Die Dinge änderten sich über Nacht, „weil Jay für sie ein schöner Kerl ist – es bringt ihnen Jay Leno oder… schöne Menschen – Menschen, mit denen sie sich wohl fühlen. Es erzeugt keine ‚Sensibilität‘, sagen wir.“
Seine Familie findet es lustig, sagt er.
„Aber sie verstehen total, weil das Gleiche mit dem Namen Osama vor Jahren passiert ist.

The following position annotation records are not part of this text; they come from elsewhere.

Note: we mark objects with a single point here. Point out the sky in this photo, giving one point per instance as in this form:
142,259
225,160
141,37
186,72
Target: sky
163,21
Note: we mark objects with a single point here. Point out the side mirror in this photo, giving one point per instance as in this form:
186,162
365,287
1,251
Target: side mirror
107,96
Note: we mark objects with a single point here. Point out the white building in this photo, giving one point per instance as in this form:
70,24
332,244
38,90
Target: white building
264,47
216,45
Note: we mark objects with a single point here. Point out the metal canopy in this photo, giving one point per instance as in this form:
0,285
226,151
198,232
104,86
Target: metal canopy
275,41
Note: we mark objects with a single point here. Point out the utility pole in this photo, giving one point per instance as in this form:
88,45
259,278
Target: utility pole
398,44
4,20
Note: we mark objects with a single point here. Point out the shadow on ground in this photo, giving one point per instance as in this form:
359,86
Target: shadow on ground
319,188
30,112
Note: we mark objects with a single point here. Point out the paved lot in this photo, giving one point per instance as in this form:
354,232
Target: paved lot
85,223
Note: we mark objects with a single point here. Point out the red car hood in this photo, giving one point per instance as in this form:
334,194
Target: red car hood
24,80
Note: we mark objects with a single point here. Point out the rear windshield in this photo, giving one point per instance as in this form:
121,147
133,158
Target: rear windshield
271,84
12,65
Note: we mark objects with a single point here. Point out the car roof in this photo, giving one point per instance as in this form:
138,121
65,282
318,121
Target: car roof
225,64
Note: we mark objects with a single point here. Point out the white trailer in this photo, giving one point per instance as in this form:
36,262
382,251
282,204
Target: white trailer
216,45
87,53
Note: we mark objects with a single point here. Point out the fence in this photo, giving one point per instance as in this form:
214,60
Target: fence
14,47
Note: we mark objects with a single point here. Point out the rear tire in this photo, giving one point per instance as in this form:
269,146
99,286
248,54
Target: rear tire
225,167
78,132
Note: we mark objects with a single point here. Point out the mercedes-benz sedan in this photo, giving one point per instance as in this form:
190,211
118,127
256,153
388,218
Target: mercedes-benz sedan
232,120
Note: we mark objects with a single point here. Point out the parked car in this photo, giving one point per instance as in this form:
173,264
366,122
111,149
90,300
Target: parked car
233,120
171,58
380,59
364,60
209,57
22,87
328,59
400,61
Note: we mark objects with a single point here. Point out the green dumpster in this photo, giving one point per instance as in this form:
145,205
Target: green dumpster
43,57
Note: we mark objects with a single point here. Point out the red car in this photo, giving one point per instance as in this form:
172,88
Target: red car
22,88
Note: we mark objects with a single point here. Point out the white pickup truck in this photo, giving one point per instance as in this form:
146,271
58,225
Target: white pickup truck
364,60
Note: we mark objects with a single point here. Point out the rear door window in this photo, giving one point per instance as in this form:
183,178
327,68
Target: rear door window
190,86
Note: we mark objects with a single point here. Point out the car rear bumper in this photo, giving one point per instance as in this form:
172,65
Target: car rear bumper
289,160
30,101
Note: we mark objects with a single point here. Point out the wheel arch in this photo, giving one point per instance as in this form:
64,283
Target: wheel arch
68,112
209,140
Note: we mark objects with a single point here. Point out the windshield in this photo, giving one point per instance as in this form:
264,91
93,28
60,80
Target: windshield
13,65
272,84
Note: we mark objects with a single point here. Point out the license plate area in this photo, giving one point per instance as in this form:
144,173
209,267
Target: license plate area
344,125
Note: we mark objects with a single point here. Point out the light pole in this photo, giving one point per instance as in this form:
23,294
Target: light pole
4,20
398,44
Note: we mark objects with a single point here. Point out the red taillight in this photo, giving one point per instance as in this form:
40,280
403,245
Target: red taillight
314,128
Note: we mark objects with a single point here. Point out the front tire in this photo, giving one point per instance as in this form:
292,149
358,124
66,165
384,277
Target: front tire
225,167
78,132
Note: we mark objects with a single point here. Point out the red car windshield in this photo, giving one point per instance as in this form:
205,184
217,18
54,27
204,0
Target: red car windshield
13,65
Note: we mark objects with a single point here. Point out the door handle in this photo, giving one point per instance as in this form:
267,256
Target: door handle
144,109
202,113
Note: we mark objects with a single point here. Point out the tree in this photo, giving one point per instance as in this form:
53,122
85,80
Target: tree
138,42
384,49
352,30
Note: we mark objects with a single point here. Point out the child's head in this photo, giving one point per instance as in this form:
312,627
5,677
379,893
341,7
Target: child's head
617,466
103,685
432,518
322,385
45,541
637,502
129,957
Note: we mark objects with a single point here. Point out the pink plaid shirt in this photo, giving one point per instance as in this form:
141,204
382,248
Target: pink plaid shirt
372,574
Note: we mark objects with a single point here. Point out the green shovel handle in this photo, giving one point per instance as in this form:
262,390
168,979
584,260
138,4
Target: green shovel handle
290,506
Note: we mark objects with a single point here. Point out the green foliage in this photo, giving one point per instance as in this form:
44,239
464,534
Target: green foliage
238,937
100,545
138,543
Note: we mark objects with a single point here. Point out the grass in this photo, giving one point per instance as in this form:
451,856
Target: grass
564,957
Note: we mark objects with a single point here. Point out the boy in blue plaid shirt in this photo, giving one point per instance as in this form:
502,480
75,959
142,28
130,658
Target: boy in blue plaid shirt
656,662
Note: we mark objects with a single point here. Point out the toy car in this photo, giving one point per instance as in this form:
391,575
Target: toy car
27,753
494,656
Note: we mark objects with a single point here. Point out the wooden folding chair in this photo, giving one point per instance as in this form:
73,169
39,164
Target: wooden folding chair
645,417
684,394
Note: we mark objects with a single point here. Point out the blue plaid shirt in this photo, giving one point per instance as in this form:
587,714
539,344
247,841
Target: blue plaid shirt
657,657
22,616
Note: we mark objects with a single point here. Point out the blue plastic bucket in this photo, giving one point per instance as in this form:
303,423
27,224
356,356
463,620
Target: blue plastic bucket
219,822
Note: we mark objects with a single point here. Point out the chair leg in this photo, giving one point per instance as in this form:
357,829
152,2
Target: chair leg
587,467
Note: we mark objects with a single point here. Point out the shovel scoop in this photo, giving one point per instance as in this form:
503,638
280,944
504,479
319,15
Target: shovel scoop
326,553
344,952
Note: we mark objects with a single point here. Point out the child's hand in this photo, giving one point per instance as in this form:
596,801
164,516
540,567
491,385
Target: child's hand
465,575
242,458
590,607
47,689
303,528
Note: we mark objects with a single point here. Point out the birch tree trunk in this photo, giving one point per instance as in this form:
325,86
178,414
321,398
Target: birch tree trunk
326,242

Und dasselbe geschah in Russland mit dem Namen Koba, nachdem Stalin gestorben war. Und dasselbe geschah mit Adolf in Deutschland.
„Ich möchte keine Probleme wegen meines Namens haben, wenn mein Verstand völlig anders ist – und mein Herz.“
Abdo, 55, verwendet immer noch seinen ursprünglichen Namen in Syrien und im weiteren Nahen Osten. Und einige US-Freunde haben das Rebranding abgelehnt.
„Sie sagten: ‚Kann ich euch weiterhin Dschihad nennen? Weil ich dieses Missverständnis über alles außerhalb Amerikas hasse.““
‚Wenn Achtjährige es sagen können…‘
Das ist eine Philosophie, die Jihad Shoshara, 49, sehr zu schätzen weiß. Er hat sein ganzes Leben in Chicago gelebt und arbeitet als leitender Kinderarzt – ein Kinderarzt.
Als Sohn einer mexikanisch-amerikanischen Mutter und eines Vaters aus Damaskus wurde er als Kind wegen seines „seltsamen“ Namens gehänselt.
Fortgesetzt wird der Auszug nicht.